The same can be said for ad targeting. Targeting and personalization of content, powered by analytics, enables brands to increase impact per dollar of a given ad spend. The ROI calculation is inextricably linked to improvements and optimizations in the media buy — not the targeting model itself. It’s not a matter of “should we use data and analytics to improve performance?” but of “to what extent have we optimized our investment, leveraging data and analytics?

Driving Business Transformation to Create New Value: Using Micro-Level Insights to Support Transformational Thinking

On the other hand, analytics can drive the transformation of processes and the development  of new ones. ROI comes from the new value that’s been developed: what new products have been developed as a result of leveraging analytics? How much revenue have those products driven? How much organic revenue was spurred by the addition of this new value?

This type of transformative ROI must be considered in the context of a much longer investment cycle. That said, executives will want to extract micro-level insights that provide tangible proof of specific impact along the way to show impact. To that end, it’s helpful to focus on a hyper-specific analytics use case that can function as a proof of concept. Simply supporting vague claims that tie data analytics to increases in revenue is unrealistic, and isn’t a meaningful representation of what big data can do for decision makers.

Instead, stakeholders should select a single example of impactful data and analytics operations and dig into the cause and extent of that success. This could be the targeting of a specific consumer profile, the rollout of a newly-identified line extension, or the first weeks of a newly minted campaign. This will likely involve making a comparison to a similar operation performed without the use of data analytics (or using data analytics to a lesser extent) and drawing out how the data-driven iteration achieved better results.

Let’s get more specific to the healthcare setting: the National Institutes of Health reports that over 80 percent of clinical trials fail because of enrollment roadblocks and difficulties with patient retention. Clinical trial recruitment has long been an Achilles’ heel for pharmaceutical companies, but data analytics is helping companies pinpoint high-quality, interested patients. If a particular clinical trial is able to recruit an unusually good patient group with the help of data analytics, this success needs to be made clear by juxtaposing the product’s time-to-market, FDA-approval timeline, and other indicators of an effective R&D cycle with those of previous, less efficient trials. The role data plays in improving these kinds of metrics may be obvious to the analytics team, but it likely won’t be so clear to the high-level decision-makers to whom ROI is most important.

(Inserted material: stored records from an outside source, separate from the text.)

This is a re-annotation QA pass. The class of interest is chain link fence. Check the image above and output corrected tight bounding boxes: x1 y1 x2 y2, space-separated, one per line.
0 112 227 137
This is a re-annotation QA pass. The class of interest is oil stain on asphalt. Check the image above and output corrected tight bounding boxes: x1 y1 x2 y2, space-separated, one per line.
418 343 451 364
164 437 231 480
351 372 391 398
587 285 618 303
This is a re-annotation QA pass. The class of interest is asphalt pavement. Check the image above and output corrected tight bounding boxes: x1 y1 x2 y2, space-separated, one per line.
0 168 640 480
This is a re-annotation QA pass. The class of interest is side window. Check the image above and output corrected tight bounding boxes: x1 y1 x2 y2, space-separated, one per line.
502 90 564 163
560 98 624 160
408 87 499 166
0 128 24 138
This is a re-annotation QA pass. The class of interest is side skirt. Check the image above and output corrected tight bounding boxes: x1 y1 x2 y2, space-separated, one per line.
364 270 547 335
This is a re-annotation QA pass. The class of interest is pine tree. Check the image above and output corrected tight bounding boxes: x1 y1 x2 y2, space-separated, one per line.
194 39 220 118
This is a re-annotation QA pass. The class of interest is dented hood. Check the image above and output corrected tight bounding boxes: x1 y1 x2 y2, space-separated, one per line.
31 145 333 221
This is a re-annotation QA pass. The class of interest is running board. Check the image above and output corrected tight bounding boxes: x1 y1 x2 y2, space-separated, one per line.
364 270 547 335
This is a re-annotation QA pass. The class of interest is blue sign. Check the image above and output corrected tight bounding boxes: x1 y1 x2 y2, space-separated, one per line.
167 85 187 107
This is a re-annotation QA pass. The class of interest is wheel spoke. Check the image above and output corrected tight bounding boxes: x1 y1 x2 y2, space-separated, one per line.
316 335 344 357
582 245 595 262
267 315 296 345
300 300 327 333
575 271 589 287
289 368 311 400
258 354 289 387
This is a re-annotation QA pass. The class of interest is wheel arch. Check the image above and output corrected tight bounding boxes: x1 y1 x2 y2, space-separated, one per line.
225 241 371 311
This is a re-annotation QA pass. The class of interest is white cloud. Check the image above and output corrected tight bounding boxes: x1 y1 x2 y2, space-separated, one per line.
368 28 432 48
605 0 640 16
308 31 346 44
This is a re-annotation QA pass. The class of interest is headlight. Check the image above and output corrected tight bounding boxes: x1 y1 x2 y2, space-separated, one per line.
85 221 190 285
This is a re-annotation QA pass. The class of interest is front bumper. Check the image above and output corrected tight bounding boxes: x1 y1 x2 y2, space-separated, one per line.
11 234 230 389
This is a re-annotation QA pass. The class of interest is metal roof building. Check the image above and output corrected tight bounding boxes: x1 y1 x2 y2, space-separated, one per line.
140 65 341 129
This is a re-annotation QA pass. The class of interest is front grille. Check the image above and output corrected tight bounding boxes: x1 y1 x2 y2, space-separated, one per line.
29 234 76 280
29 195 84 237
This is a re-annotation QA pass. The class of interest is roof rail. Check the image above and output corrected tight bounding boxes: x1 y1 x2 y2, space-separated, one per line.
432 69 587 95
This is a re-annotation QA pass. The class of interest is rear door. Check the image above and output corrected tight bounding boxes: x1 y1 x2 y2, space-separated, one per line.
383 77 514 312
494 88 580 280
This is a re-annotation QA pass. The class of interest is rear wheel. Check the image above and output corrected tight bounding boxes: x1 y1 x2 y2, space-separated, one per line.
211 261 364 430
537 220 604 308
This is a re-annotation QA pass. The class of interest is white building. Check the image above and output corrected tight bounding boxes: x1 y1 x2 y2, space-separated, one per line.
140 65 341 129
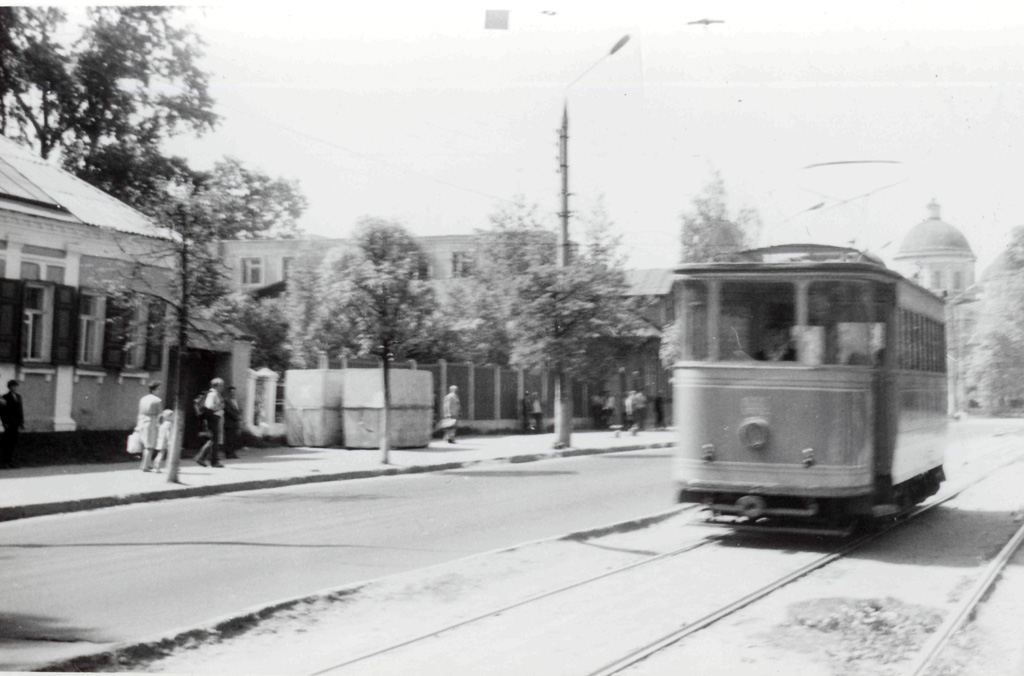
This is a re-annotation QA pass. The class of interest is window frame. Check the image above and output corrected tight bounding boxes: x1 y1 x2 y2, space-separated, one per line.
75 289 106 367
124 299 150 371
20 280 53 364
239 256 266 287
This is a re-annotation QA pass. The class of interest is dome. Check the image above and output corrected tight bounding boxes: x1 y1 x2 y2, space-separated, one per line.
898 200 974 256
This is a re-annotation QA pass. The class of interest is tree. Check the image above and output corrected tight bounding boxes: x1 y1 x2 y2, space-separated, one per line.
511 203 638 448
198 158 307 240
210 293 291 373
108 186 224 483
681 171 761 263
950 226 1024 410
323 218 435 464
0 6 217 160
441 196 555 366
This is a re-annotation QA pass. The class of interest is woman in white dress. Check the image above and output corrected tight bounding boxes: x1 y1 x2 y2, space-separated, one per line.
135 383 164 472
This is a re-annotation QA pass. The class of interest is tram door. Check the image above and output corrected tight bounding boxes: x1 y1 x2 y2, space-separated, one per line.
872 284 899 495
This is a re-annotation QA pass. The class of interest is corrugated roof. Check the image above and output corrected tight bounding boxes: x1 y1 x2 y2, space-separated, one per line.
626 267 674 296
0 137 168 239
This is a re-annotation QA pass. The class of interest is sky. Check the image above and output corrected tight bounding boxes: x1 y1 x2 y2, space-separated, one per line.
148 0 1024 272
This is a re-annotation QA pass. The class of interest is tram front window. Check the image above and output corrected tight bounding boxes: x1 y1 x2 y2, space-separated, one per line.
718 282 798 362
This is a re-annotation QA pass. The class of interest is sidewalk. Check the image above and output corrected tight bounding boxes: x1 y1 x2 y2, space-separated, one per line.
0 430 676 521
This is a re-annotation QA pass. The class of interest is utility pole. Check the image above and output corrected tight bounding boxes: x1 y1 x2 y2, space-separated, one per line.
557 101 569 267
555 35 630 449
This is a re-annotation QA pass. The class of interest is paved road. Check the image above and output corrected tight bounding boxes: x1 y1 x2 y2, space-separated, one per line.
0 450 672 669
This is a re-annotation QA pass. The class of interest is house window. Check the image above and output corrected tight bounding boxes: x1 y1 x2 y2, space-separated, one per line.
242 258 263 285
452 251 473 277
78 293 103 366
22 284 53 362
22 261 42 281
125 304 146 369
46 265 63 284
416 256 430 281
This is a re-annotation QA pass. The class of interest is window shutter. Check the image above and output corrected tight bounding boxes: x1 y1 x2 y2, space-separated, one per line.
145 301 166 371
103 297 129 371
50 284 78 366
0 280 22 364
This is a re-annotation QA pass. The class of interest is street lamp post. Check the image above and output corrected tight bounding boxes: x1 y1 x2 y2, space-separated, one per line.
555 35 630 448
558 35 630 267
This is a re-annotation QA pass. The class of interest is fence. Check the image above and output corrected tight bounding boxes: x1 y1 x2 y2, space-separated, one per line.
321 341 672 430
322 357 600 430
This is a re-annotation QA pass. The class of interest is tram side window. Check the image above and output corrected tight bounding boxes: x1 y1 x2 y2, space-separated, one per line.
802 282 885 366
680 282 708 362
899 309 946 373
718 282 797 362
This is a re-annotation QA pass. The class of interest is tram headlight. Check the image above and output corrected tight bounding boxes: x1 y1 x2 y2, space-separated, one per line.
738 418 768 451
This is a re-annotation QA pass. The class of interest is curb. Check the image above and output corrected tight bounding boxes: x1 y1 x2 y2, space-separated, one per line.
0 441 676 522
41 501 694 672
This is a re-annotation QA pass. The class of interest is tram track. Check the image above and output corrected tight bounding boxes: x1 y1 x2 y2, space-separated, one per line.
587 444 1024 676
311 440 1024 676
309 506 721 676
906 508 1024 676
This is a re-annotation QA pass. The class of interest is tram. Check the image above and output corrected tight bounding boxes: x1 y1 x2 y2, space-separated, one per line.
673 245 947 533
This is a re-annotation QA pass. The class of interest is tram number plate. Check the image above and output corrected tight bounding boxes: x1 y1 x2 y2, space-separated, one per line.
739 396 768 418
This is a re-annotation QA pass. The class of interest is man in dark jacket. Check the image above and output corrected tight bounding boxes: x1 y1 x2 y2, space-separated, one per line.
0 380 25 467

A Future-Focused Framework

Data is most valuable when it’s interwoven into everything that a company does, but this means that the benefits data provides are simultaneously everywhere and difficult to isolate. That’s why it’s arguably more valuable for marketers to zoom out from the bottom line and consider both the specific and big-picture impact of data analytics on the health of their business.  

Because at the end of the day, data analytics should be just as important to a business as keeping the lights on.